Typowym gadżetem jest system rozpoznawania znaków drogowych. TSR (rozpoznawanie znaków drogowych w języku angielskim). To system, który rozpoznaje znaki drogowe i informuje o nich kierowcę. Przybiera to formę ostrzeżeń i komunikatów wyświetlanych na desce rozdzielczej. System TSR może działać na dwa sposoby: wyłącznie na podstawie danych otrzymanych z kamery zamontowanej z przodu samochodu lub w formie rozszerzonej z porównaniem danych z kamery i nawigacji GPS. Największą wadą systemu rozpoznawania znaków drogowych jest jego niedokładność. System może wprowadzić kierowcę w błąd, np. mówiąc, że na danym odcinku można jechać z większą prędkością niż wskazuje faktyczne oznakowanie drogi. System TSR jest oferowany m.in. w nowym Renault Megane Gradcoupe (standard w wyższych wersjach wyposażenia). Można go również znaleźć w większości samochodów z wyższej półki, ale tam, gdzie opcjonalnie może kosztować kilka tysięcy złotych.

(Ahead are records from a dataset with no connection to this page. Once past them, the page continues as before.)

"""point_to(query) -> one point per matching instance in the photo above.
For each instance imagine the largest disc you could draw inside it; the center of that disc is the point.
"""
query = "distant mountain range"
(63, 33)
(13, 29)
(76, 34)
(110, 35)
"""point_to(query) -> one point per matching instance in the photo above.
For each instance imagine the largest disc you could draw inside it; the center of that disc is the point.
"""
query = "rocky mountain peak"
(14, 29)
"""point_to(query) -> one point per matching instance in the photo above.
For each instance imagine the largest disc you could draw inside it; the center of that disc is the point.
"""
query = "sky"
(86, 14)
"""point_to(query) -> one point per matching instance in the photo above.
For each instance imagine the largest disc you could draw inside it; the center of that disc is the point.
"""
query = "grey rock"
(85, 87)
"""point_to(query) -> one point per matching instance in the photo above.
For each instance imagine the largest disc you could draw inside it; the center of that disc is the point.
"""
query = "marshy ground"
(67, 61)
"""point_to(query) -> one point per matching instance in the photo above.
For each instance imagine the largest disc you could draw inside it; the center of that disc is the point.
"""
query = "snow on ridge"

Pora na ostatni z opisanych w tym artykule systemów „gadżetowych”, z którymi – muszę przyznać – miałem największy problem, jeśli chodzi o sklasyfikowanie go pod kątem użyteczności. To jest umowa NV, również w skrócie NVA (z angielskiego Night Vision Assist), zwany systemem noktowizyjnym. Ma on ułatwiać kierowcy widoczność drogi, szczególnie w nocy lub przy złej pogodzie. W systemach NV (NVA) stosowane są dwa rozwiązania, które wykorzystują tzw. pasywne lub aktywne noktowizory. Rozwiązania pasywne wykorzystują odpowiednio wzmocnione światło zastane. Koleje aktywne - dodatkowe oświetlacze IR. W obu przypadkach kamery rejestrują obraz. Jest on następnie wyświetlany na monitorach umieszczonych w desce rozdzielczej lub bezpośrednio na przedniej szybie samochodu. Obecnie systemy noktowizyjne można spotkać w wielu modelach z wyższej półki, a nawet ze średniej półki, oferowanych przez Mercedesy, BMW, Toyotę, Lexusa, Audi czy Hondę. Pomimo tego, że zwiększają bezpieczeństwo (zwłaszcza podczas jazdy poza zaludnionymi terenami), ich główną wadą jest bardzo wysoka cena, np. tyle samo trzeba zapłacić za doposażenie BMW serii 7 w noktowizor. jakieś 10 tys zł.